Of all the issues I’ve had with NGOs, meetings and ‘trainings’ is the issue which which has driven me the most crazy, and provided the most hilarity. Don’t get me wrong – trainings can be a core part of NGO work, I run them myself! Just last week Marie Stopes needed to teach our staff how to insert family planning methods, and it worked really well. Often though trainings are a colossal waste of money and time, and more importantly devalue learning by putting barriers, or distractions in the way. I think this is so important, I’ve created my own ridiculous jargon phrase ‘learning distraction’ to emphasise the point. Maybe it can be new NGO speak!

I have so many problems with trainings and meetings, but I’ll limit myself to 7, no… 8.

1) Allowances for participants. Allowances for transport, accommodation, day allowances. ‘Big men’ turn up for 30 minutes to get a wad of cash, reinforcing harmful cultural stereotypes. As well as wasted money, it’s a learning distraction. How can you concentrate on learning when you are waiting for more money than you have seen in weeks? Friends have told me that they sit there all day planning how to spend their 50,000. At one meeting there was nearly a riot when allowances were less than expected. 30 minutes was spent discussing the situation. It was telling when a participant said “this training will be useless if we are not facilitated properly.” In the minds of the participants, I think he was right. At another one day meeting, I was handed 150,000 in allowances, plus a 8 gig pen drive “from the American People.” All 40 of us were. You do the math.

2) Lack of important and practical material taught in effective ways. Material should be evidenced based, with experts, or at least people knowledgeable in their field teaching new information or skills. Models and frameworks are tossed into the ether, never to be used again. Material is often not taught in effective ways that will be practically useful. Much time is also wasted on inefficient group work, which is often a mix of sharing good ideas which most people already know, and reinforcement of bad ones. I’m all for participation, but it needs to be well thought through.

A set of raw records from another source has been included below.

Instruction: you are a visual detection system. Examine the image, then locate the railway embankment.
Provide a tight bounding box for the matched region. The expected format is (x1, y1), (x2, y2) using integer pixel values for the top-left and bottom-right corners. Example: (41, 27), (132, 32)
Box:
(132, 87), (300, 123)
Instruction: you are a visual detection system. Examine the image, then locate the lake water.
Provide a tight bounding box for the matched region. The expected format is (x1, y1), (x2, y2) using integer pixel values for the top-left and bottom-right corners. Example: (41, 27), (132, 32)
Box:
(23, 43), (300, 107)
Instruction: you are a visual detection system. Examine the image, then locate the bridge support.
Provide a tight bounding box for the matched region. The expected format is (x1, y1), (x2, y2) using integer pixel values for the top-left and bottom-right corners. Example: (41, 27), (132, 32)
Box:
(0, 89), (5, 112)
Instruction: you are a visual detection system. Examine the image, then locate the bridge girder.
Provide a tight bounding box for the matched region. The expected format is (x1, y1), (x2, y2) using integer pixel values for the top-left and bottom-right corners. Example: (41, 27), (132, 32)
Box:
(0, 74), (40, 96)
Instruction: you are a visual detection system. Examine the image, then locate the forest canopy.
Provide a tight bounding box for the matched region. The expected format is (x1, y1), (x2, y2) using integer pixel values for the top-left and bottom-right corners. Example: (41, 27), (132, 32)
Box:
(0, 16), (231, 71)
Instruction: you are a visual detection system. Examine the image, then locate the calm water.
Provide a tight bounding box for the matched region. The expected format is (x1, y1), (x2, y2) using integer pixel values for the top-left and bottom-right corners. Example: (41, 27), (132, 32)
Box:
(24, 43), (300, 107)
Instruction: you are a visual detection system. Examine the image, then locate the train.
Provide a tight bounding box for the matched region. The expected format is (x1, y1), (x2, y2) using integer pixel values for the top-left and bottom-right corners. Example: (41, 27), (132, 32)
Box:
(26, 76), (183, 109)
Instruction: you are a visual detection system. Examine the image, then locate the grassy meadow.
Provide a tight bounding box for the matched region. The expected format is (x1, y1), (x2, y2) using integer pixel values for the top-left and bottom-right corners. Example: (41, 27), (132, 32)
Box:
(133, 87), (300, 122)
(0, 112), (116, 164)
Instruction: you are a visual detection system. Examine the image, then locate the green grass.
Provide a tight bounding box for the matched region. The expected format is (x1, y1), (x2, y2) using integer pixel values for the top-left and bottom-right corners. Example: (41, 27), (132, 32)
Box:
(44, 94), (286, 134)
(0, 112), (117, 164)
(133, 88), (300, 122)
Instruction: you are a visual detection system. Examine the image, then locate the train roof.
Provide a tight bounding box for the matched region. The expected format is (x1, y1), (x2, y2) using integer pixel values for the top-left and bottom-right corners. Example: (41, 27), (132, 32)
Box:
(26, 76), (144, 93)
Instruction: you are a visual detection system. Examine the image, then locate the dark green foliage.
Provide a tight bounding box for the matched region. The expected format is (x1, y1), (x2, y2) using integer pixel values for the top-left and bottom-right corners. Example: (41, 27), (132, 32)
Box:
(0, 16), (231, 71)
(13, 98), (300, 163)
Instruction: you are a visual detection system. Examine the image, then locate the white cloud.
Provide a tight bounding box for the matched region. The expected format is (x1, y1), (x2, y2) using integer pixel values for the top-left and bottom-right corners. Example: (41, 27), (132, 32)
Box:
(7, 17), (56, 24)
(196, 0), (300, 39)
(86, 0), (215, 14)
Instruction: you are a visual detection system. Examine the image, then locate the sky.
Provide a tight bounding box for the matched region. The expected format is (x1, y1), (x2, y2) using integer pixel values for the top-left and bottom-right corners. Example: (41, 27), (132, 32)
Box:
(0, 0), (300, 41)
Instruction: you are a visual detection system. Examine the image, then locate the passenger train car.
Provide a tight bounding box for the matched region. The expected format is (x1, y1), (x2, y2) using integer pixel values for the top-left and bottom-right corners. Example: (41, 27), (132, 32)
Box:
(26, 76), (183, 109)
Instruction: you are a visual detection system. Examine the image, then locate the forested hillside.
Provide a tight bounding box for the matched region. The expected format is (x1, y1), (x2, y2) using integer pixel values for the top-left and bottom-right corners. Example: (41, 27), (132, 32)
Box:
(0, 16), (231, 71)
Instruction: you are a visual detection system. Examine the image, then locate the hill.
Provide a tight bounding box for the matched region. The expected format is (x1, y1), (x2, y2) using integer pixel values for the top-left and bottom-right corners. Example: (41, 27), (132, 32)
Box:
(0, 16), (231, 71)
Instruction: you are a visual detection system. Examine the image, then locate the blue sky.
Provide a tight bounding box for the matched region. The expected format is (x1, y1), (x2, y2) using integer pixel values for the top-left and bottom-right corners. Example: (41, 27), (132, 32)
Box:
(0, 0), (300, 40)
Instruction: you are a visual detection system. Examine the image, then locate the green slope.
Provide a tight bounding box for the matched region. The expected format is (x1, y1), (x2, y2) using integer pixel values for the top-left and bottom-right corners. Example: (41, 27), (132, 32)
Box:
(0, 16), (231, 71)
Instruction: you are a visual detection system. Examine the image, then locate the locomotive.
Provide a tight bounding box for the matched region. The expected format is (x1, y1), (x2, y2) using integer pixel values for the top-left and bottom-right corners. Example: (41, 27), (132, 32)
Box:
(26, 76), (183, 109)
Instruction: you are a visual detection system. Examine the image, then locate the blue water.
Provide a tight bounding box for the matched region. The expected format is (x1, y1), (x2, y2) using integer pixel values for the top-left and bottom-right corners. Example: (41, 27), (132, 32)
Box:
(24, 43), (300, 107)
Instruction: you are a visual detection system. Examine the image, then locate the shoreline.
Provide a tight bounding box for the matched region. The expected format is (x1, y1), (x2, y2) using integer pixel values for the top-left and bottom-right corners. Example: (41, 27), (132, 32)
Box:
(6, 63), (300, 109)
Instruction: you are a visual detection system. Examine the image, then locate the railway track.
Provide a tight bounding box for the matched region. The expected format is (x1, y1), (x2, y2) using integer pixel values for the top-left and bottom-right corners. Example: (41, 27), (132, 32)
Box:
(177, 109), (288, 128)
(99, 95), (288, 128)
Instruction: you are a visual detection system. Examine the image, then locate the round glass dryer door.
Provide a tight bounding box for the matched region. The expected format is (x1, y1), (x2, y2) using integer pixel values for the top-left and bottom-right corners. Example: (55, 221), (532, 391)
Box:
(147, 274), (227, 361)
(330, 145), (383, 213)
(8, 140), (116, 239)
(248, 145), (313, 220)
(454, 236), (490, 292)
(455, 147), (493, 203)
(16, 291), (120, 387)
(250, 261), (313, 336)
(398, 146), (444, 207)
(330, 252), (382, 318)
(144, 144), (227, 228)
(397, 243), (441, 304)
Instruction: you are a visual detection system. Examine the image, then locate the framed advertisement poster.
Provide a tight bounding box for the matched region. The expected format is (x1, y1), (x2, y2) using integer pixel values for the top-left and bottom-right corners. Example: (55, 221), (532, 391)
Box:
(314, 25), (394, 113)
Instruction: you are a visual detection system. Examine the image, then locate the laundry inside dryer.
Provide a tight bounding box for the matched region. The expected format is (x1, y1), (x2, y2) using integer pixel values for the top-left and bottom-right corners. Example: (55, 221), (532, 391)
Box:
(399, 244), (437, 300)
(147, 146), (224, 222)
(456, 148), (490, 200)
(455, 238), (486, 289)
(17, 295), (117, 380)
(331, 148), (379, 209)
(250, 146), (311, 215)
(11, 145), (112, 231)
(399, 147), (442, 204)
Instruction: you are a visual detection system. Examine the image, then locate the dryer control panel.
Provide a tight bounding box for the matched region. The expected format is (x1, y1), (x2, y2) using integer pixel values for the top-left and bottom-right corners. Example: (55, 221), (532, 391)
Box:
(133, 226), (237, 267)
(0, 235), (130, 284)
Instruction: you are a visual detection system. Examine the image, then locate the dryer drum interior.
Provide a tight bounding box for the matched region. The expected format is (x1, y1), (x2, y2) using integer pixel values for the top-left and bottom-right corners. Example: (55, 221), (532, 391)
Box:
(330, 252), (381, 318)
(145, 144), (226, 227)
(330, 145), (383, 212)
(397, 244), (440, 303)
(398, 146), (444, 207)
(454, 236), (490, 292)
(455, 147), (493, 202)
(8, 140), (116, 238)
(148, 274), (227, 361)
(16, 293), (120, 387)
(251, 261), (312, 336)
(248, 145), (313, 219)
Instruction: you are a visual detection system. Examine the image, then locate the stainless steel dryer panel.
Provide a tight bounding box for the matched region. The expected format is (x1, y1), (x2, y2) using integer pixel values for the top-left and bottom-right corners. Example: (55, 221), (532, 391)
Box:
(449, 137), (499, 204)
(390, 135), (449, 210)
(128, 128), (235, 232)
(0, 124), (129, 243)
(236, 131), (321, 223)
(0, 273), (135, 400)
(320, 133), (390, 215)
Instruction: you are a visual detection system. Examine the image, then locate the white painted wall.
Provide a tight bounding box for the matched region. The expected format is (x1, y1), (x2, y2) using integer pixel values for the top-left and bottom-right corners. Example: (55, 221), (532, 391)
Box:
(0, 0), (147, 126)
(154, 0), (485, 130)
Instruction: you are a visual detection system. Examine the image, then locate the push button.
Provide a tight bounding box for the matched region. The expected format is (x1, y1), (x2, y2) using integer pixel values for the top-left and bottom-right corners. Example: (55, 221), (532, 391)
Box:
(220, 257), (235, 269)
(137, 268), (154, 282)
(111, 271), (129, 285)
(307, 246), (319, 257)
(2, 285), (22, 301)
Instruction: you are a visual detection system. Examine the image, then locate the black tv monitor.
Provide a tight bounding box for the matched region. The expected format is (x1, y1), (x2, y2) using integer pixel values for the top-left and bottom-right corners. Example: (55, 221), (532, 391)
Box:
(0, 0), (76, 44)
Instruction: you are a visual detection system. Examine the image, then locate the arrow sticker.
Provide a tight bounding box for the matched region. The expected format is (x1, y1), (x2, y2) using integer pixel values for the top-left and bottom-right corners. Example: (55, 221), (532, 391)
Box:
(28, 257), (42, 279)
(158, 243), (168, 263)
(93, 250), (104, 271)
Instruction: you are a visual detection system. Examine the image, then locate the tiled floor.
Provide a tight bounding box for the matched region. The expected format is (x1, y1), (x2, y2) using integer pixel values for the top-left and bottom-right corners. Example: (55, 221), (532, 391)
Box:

3) General Opulence. Meetings are held in the fanciest hotels. Food is fancier than local wedding food. Everyone is given wee books and pens (and sometimes pen drives!). Bottled water is given on demand. This makes trainings and meetings into a status symbol and I think contributes to a space where people are trying to impress each other, rather than learn together. A huge learning distraction.

4) Meaninglessness of resolutions and action points made. Of the 10 or so meetings/trainings I’ve been to, almost none of the resolutions made have been carried out. So far I’ve been elected onto 3 follow up ‘committees’ that have never met, and never will.

5) Paying the people organising the meeting extra money on top of their salary. Why do you pay staff extra to do something that should be part of their regular job? This just encourages NGO staff to hold unnecessary trainings to fill out their wallets as well as their time.

6) Wasted person hours. Half a days material covered in 2 days. Two days material covered in a week. For our malaria meeting 320 hours of quality patient care were taken from us, for next to nothing gained.

7) Unnecessary attendees. People who only speak Acholi at English meetings (happens at most meetings I’ve been to). Random local government officials who have nothing to do with what’s being discussed. ‘Big Men/Women’ who hijack the meeting with speeches and other agendas.  Having unnecessary attendees present causes random off-topic discussions bringing yet another learning distraction.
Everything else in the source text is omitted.